A young migrant poses with a poster reading, "Please please help us we are children" at the "Jungle" migrant camp in Calais, northern France, on October 26, 2016. (AFP Photo)

More than 120 child refugees trafficked to the UK from northern parts of France have gone missing, a new report has revealed, raising concerns about the British government’s lack of action.

That’s a 22-percent increase in missing cases since last July, when the number stood at 104, the National Society for the Prevention of Cruelty to Children (NSPCC) stated in its latest report on Monday.

The report revealed that traffickers have drugged and sexually abused children as young as 11 after promising to take them into the UK.

The children are among hundreds of displaced people who continue to live without adequate emergency shelter or proper access to drinking water near the border in Calais and Dunkirk, in situations that the UN recently described as an “inhumane.”

The NSPCC’s Child Trafficking Advice Centre (CTAC) has been working with the Refugee Youth Service (RYS), a Calais-based charity, to locate the missing children. It has so far located 68 of them but 128 remain missing.

CTAC has received reports that children as young as nine have been taken into the UK without their parents’ knowledge and have disappeared from refugee camps amid inaction by officials to find them.

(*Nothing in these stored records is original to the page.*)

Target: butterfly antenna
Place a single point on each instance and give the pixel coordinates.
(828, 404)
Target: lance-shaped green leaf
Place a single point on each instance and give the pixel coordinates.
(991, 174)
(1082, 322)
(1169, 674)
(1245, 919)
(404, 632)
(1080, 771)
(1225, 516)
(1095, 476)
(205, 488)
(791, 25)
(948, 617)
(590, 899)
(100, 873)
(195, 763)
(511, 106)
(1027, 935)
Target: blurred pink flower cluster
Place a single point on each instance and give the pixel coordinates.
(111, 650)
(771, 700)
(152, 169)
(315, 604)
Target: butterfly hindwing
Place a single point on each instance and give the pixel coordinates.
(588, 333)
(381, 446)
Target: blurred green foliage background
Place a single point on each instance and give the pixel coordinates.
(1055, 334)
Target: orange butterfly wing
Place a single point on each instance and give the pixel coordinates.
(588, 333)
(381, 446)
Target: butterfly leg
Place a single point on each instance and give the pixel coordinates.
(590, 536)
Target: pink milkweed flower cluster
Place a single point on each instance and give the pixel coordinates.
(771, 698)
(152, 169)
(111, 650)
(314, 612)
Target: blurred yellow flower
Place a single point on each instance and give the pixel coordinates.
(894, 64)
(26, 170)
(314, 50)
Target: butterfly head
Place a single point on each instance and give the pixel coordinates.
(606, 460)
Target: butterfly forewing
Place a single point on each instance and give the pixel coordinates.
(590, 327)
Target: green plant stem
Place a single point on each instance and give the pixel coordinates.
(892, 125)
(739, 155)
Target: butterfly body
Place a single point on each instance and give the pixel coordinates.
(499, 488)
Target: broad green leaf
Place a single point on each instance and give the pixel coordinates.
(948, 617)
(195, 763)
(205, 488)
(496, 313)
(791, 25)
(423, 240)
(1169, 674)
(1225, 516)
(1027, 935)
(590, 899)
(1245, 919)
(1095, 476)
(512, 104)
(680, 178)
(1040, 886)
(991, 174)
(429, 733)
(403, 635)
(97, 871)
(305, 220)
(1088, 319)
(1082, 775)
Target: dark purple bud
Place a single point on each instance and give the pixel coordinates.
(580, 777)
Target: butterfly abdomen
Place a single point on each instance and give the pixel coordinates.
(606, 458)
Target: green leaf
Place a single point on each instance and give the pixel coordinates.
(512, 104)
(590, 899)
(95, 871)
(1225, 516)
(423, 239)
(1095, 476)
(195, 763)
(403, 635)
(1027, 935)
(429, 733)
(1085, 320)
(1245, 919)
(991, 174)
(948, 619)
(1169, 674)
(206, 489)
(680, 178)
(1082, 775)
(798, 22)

“A lack of shelter, restricted access to safe drinking water and sanitation facilities and lack of access to education create a catalyst for desperation within minors whereby they seek to leave France and reach the UK through informal means,” Amanda Regan, of the RYS, told The Independent.

She criticized the government for no providing effective mechanisms to report the missing cases in time.

“For these unlocatable minors, there is no functioning reporting mechanism. Much work needs to be done with authorities on both sides of the channel, and indeed across Europe, to create a system of reporting children who are being moved under the radar,” she added.

Almudena Lara, head of policy at the NSPCC, echoed the criticism, saying the UK needed to take additional steps and work with France to address the problem.

“Countries have a legal duty to protect child victims, so the protections currently offered by cross-border arrangements must be guaranteed after Brexit,” she said.

Josie Naughton, chief executive and co-founder of charity Help Refugees, said the report underlined the “absence of safe and legal routes” for child refugees.